Dorella has spent weeks keeping Wilson and his home under surveillance, and as a consequence, he knows Wilson’s schedule down to the last second. Dorella’s surveillance leads him to believe that the Wilsons have a happy home life, but that conclusion is false. Mr. Wilson is very unhappily married and his demanding mistress has just talked him into dumping his wife and skipping town.

One of the reasons this film works so well is the universal truths it contains. Dorella, for example, watches the Wilsons from a distance and jumps to all the wrong conclusions. Dorella confuses routine and respectability with love and happiness, but the Wilsons’ happy home is a facade covering adultery, boozing and bourgeois pretensions. There’s one great scene near the beginning of the film when Cabot and Dorella are waiting for Wilson to go to work. Cabot expresses disdain and disbelief that anyone in their right minds would keep to Wilson’s rigid, predictable schedule, and Dorella explains that Wilson loves his routine, and that some people are just like that. To the Dorellas and the Cabots of this world, people like the Wilsons are enigmas, but the reverse is also true–as Nancy Wilson finds out when Cabot enters her home….

Johnny Cash seems to warm up to his role as the deranged and very strange killer, and he’s certainly unleashed when he has Nancy at home alone. A tangled, psychotic mess, when Cabot isn’t waving his gun around, he’s spouting his theories about women, or strumming his guitar and singing death threats. Clearly he hates people like the Wilsons, and he delights far too much in smashing up Nancy’s precious little objects. When boredom sets in, he begins playing with his victim, and his games have a decidedly sick, sadistic and sexual edge. Let’s put it like this…I’ve never seen a film in which a negligee appeared as part of the opening credits.

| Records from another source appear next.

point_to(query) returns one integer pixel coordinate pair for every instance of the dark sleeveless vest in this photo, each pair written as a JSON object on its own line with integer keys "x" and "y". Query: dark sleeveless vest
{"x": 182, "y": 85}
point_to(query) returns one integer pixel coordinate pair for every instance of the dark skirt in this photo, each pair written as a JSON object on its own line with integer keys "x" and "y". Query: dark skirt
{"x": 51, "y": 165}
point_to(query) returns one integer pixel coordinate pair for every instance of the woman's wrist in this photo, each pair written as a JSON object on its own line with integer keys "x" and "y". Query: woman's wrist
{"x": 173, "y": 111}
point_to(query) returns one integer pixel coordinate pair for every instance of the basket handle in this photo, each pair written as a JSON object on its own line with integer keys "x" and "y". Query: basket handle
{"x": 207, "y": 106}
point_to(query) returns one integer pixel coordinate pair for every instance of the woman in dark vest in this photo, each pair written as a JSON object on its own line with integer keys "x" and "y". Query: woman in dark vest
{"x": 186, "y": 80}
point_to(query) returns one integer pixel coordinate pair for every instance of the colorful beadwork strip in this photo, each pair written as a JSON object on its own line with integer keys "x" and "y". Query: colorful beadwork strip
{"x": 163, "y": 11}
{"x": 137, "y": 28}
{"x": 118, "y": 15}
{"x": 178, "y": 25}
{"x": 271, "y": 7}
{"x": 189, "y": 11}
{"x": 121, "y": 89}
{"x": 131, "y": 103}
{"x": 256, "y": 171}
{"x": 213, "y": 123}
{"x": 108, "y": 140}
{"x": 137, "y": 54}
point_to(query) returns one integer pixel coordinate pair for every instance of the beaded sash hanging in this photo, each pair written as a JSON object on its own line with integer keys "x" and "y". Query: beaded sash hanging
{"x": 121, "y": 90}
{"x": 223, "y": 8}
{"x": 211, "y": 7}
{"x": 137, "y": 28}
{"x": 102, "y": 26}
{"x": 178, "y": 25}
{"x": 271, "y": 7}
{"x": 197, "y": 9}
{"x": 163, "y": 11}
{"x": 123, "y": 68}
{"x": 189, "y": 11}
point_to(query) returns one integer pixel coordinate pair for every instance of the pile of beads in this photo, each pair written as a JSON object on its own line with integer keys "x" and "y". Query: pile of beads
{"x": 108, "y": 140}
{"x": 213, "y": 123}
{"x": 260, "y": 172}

But apart from Cash, there are some other great little moments here–the pushy, chocolate-munching Priscilla (Norma Vardem) a local matron who enjoys ordering everyone around, and little Ron Howard as the precocious, neglected son of Mr. and Mrs. Wilson. All in all, not a bad little crime thriller directed by Bill Karn (Ma Barker’s Killer Brood). The film is about 80 minutes long, and there’s a DVD extra–a pilot episode of a television western The Night Rider. I bought the cheapo version from Critic’s Choice Video, and the quality was perfectly acceptable.